Code generation models have increasingly become integral to aiding software development. Although current research has thoroughly examined the correctness of the code produced by code generation models, a vital aspect that plays a pivotal role in green computing and sustainability efforts has often been neglected. This paper presents EffiBench, a benchmark with 1,000 efficiency-critical coding problems to assess the efficiency of code generated by code generation models. EffiBench contains a diverse set of LeetCode coding problems. Each problem is paired with an executable human-written canonical solution, which obtains the SOTA efficiency on the LeetCode solution leaderboard. With EffiBench, we empirically examine the ability of 42 large language models (35 open-source and 7 closed-source) to generate efficient code. Our evaluation results demonstrate that the efficiency of the code generated by LLMs is generally worse than the efficiency of human-written canonical solutions. For example, GPT-4 generated code has an average \textbf{3.12} times execution time that of the human-written canonical solutions. In the most extreme cases, the execution time and total memory usage of GPT-4 generated code are \textbf{13.89} and \textbf{43.92} times that of the canonical solutions. The source code of EffiBench is released on https://github.com/huangd1999/EffiBench. We also provide the LeaderBoard at https://huggingface.co/spaces/EffiBench/effibench-leaderboard.
Paper Structure (43 sections, 12 equations, 2 figures, 9 tables)

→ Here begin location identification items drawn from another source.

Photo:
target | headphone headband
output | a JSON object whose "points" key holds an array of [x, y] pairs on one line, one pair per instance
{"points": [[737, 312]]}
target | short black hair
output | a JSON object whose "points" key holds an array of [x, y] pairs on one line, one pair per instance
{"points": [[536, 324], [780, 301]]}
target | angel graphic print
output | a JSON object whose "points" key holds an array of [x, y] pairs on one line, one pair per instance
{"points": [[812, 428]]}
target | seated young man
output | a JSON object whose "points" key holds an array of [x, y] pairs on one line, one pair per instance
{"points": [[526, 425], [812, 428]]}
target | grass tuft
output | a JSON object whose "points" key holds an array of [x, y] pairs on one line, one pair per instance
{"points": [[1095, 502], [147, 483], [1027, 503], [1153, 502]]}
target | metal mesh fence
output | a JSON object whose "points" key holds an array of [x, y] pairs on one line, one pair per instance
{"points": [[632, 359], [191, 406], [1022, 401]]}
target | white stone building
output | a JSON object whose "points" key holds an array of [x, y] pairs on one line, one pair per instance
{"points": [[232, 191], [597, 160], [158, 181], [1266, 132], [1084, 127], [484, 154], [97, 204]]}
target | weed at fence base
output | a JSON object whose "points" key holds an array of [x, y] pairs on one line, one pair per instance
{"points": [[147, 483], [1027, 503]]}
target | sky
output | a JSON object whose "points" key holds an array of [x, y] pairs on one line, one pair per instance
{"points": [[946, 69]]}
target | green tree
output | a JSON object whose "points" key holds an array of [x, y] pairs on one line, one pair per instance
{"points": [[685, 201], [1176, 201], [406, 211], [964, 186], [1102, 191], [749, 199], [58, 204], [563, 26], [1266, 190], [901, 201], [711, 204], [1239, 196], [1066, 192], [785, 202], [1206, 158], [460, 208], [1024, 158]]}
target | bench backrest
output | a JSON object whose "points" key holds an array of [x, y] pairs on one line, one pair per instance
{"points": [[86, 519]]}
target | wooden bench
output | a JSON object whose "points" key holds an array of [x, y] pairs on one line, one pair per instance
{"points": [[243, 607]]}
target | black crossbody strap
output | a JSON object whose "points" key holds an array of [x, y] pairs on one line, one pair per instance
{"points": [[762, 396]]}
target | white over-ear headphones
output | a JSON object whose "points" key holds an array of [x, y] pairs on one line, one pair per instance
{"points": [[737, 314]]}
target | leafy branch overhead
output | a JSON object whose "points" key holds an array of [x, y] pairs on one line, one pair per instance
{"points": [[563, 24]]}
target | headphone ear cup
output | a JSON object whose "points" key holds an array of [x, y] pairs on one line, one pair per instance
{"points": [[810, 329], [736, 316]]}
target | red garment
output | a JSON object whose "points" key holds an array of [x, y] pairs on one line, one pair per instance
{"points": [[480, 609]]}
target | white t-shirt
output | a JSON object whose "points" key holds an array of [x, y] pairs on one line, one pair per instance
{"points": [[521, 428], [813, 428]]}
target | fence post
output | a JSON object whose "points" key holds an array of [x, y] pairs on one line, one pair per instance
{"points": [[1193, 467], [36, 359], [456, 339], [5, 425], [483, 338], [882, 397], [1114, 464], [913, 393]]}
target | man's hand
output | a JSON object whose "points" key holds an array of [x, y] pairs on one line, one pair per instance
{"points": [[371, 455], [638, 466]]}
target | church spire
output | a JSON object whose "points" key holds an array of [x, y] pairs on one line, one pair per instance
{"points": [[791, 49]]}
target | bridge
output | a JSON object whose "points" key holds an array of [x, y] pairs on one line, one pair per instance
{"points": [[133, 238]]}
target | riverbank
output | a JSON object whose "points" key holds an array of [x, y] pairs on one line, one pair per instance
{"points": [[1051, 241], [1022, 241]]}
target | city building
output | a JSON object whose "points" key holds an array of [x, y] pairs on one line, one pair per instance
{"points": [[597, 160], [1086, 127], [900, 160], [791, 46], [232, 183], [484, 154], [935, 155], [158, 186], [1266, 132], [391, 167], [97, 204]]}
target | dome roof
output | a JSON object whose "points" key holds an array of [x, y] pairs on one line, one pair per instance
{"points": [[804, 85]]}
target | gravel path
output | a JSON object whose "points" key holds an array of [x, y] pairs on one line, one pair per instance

This paper contains 43 sections, 12 equations, 2 figures, 9 tables.

Figures (2)

  • Figure 1: Example codes with distinct time complexity generated by Copilot and GPT-4, respectively. Code accessed on January 15, 2024.
  • Figure 2: A case illustration of GPT-3.5-turbo-0301 and canonica_solution. GPT-3.5-turbo-0301 generated code requires 70.62x memory usage compared with canonical_solution. GPT-3.5-turbo-0301 generated code employs a 2-dimensional matrix to manage state transitions, leading to substantial memory overhead, particularly evident when the parameters $n$ and $k$ are large. In contrast, the canonical_solution optimizes memory usage by utilizing a rolling sum technique and a single-dimensional dynamic array, significantly reducing the space complexity from $O(n \times k)$ to $O(k)$.